Danube
de Claudio Magris

critiqué par Francois Sarindar, le 26 mai 2013
( - 67 ans)


La note:  étoiles
Un fleuve, des terres, des peuples, une certaine façon de vivre
Claudio Magris, qui a connu la célébrité avec ce livre publié en Italie en 1986 et en France en 1989, peu avant que le mur de Berlin ne fût renversé, nous invite à un long voyage dans une Europe danubienne qui a encore connu bien des transformations depuis la fin des régimes communistes en Europe orientale. De sorte que ce qui ne se voit pas au début, parce que nous partons bien sûr de l'Allemagne occidentale où le Danube prend sa source, saute aux yeux du lecteur dès que l'on parvient dans la zone qui était sous contrôle des gouvernements de l'Europe de l'est ayant adhéré au Pacte de Varsovie : le manque de recul de l'auteur ne lui a pas permis de deviner les grands craquements et bouleversements qui allaient se faire sentir en Roumanie, en Hongrie et dans l'ex-Yougoslavie.

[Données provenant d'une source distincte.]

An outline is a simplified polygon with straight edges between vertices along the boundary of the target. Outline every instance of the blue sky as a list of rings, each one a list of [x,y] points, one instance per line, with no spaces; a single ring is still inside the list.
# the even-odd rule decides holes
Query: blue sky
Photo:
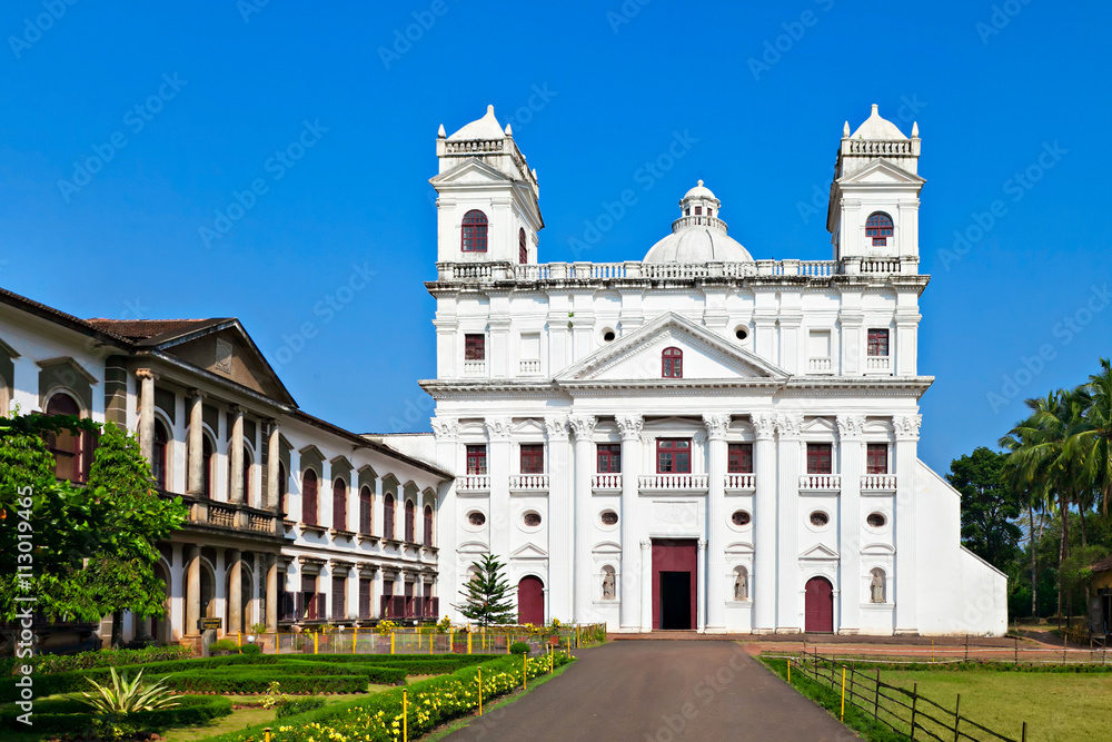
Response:
[[[754,257],[828,259],[842,122],[875,102],[923,138],[920,370],[937,380],[920,451],[945,471],[1112,353],[1110,16],[1040,0],[11,0],[0,285],[85,317],[238,316],[307,412],[427,429],[438,125],[487,103],[514,123],[539,174],[543,261],[639,259],[697,178]],[[683,157],[646,182],[675,137]],[[295,142],[299,159],[276,158]],[[97,172],[75,166],[90,157]],[[627,188],[637,202],[576,256]],[[239,218],[218,222],[230,206]],[[955,249],[955,231],[976,239]],[[366,288],[340,290],[356,275]]]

Mais la culture de l'auteur pallie tout cela, et nous ne pouvons faire une halte avec lui, le long du Danube, sans qu'il n'évoque au passage un grand écrivain, un événement historique, une tradition locale, et qu'il ne les fasse vivre sous nos yeux, en leur donnant mille couleurs, et en nous livrant ses propres réflexions. Les sujets et personnages dont il nous entretient à chaque étape répondent à des choix personnels mais nous les rendent familiers et symbolisent finalement assez bien sous sa plume les régions traversées. L'auteur choisit dès le début, et ce jusqu'à la fin, de nous montrer que rien ne peut se réduire à de simples équations, et que toutes les certitudes par trop ancrées dans nos têtes sont comme des constructions qui reposeraient sur le sable, car l'Histoire est complexe, tout comme les hommes qui la font, et la géographie elle-même n'est pas aussi nettement dessinée qu'on l'a parfois pensé, tant les choses sont mouvantes. Ainsi, pour l'auteur, tout comme les origines de peuples qui ne devraient pas se croire les propriétaires de telle ou telle terre ont quelque chose de mythique et ne sont pas faciles à conter, les sources du fleuve Danube, si elles se situent bien en Allemagne, et précisément en Forêt Noire, non loin de la France si l'on y réfléchit un instant, ne semblent pas pouvoir être situées en un seul lieu identifiable, l'observation et l'opinion pouvant les rendre multiples sans que l'on puisse scientifiquement trancher, même s'il existe des versions officielles. A cette difficulté de départ correspond exactement celle qui consisterait à essayer d'établir où situer vraiment l'embouchure du fleuve, en réalité démultipliée au moment de se jeter dans la mer Noire.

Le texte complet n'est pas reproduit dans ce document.